ORDER AND JUDGMENT *
Before HENRY , BRISCOE , and MURPHY , Circuit Judges.
After examining the briefs and appellate record, this panel has determined
unanimously to honor the parties’ request for decision on the briefs without oral
argument. See Fed. R. App. P. 34(f). The case is therefore submitted without
oral argument.
*
This order and judgment is not binding precedent, except under the
doctrines of law of the case, res judicata, and collateral estoppel. The court
generally disfavors the citation of orders and judgments; nevertheless, an order
and judgment may be cited under the terms and conditions of 10th Cir. R. 36.3.

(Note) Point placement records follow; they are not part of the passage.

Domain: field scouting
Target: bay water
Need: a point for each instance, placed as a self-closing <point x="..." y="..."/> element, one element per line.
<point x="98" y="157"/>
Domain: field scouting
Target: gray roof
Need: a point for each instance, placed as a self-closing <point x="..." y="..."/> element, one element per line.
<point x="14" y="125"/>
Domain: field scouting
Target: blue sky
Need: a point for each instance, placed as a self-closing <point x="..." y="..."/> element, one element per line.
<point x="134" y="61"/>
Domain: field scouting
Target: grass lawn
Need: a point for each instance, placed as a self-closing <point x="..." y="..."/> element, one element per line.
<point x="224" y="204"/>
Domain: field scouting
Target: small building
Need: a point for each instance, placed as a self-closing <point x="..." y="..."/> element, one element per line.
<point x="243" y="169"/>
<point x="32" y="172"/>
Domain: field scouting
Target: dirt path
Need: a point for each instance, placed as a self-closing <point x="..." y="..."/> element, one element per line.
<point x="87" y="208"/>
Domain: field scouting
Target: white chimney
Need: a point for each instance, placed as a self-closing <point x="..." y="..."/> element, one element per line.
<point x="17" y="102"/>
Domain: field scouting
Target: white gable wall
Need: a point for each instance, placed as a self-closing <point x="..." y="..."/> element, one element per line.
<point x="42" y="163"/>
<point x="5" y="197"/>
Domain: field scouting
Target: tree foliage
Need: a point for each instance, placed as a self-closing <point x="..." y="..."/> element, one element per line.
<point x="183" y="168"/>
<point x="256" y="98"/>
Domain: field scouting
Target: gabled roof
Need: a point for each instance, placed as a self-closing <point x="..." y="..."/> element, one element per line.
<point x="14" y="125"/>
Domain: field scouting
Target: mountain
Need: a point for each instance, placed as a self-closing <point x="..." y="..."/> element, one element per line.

Mr. Ojeda-Sierra pleaded guilty to one count of illegal reentry following
deportation in violation of 8 U.S.C. § 1326(a). He was sentenced to fifty-seven
months’ imprisonment, followed by thirty-six months’ supervised release. The
district court increased Mr. Ojeda-Sierra’s base offense level by sixteen points
pursuant to USSG § 2L1.2(b)(1)(A) because of his prior conviction for an
aggravated felony. Mr. Ojeda-Sierra objected to the sixteen-level enhancement
for having previously sustained an aggravated felony. We have jurisdiction
pursuant to 28 U.S.C. § 1291 and 18 U.S.C. § 3742(a), and we affirm.
The basis for Mr. Ojeda-Sierra’s argument is Apprendi v. New Jersey ,
530
U.S. 466, 490 (2000). There the Supreme Court held that facts used to enhance
the penalty for a crime beyond the statutory maximum must be submitted to a jury
and proved beyond a reasonable doubt. Specifically he argues that, because he
was neither charged with, nor pleaded guilty to, the prior felony conviction, the
sentencing court erred in relying on the prior conviction to enhance his sentence
under 28 U.S.C. § 1326(b)(2).
Mr. Ojeda-Sierra concedes that his argument is foreclosed for the time
being by Almendarez-Torres v. United States ,
523 U.S. 224, 247 (1998), see
Aplt’s Br. at 3-4, but seeks to preserve his argument for review by the Supreme
Court in anticipation that Almendarez-Torres will be overruled. He has done so.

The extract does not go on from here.